The NPGA also recognises the other areas of improvement identified in the Report, notably the expansion of assurance activities and the implementation of a Board training workplan. This will ensure that the NPGA is operating in alignment with government best practice in conflicts of interest management.

The NPGA thanks the ANAO audit team for their professionalism during the audit process.

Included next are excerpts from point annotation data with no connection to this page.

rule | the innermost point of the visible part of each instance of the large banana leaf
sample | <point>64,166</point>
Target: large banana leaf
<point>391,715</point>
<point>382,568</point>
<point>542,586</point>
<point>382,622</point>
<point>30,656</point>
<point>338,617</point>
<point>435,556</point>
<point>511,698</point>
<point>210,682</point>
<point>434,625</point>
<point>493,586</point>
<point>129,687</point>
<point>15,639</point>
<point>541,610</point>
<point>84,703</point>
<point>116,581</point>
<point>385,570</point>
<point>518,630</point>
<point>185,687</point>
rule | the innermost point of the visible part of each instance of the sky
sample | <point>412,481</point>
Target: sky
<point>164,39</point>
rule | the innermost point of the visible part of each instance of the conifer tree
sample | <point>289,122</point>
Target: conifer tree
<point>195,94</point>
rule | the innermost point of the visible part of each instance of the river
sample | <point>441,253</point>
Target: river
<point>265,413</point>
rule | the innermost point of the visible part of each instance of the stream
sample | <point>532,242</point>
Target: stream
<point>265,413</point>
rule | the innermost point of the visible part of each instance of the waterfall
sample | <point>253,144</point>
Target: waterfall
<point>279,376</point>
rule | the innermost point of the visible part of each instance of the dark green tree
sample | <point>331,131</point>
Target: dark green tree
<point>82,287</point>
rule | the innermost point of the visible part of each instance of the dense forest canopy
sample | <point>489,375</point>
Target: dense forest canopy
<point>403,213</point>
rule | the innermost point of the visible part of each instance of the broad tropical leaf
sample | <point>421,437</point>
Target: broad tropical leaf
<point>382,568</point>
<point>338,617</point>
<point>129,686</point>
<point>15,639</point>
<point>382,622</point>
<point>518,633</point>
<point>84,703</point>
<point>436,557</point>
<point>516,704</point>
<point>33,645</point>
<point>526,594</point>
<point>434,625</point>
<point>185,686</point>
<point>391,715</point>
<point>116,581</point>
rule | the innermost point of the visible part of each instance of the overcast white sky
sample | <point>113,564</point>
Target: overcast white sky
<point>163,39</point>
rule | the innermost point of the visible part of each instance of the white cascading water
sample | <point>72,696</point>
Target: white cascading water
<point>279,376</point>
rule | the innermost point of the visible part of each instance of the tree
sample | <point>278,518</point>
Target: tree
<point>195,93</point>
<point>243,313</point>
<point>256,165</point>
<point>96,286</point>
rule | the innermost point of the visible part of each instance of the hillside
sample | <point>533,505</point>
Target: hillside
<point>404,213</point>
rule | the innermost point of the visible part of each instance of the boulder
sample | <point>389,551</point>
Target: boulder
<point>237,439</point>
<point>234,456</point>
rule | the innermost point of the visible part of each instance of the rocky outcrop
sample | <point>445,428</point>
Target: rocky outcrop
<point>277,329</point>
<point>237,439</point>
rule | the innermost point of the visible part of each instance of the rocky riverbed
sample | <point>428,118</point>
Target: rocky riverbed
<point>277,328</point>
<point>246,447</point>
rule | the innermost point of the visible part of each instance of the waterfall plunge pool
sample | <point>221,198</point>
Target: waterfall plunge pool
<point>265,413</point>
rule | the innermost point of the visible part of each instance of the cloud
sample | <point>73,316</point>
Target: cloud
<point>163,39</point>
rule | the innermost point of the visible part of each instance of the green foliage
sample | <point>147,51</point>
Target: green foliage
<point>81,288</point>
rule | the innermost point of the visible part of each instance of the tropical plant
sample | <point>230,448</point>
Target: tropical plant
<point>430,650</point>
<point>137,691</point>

Key messages from this audit for all Australian Government entities

24. Below is a summary of key messages, including instances of good practice, which have been identified in this audit and may be relevant for the operations of other Australian Government entities.

Group title

Governance and risk management

Key learning reference
  • As accountable authorities of organisations, boards have a key role to play in setting the tone for dealing with risk and acting with integrity. Identifying and managing conflicts of interests is an area in which the way a board operates can influence the entity it governs. Developing good practice and assuring it can be a positive signal to the entity.
  • Public sector board members have of a duty to disclose and manage material personal interests. The composition of boards can include members who are appointed based on their specialist expertise and industry affiliations. This presents risks to corporate Commonwealth entities — the integrity of operations and functions of an entity can be compromised if conflicts of interest are not managed. Corporate Commonwealth entity boards should assess these risks and develop appropriate arrangements to manage conflicts of interest, including policies and procedures that are tailored to entity risks and training that is specific to board members’ roles. Establishing assurance activities over the management of board conflicts of interest can help to help to ensure arrangements are operating effectively.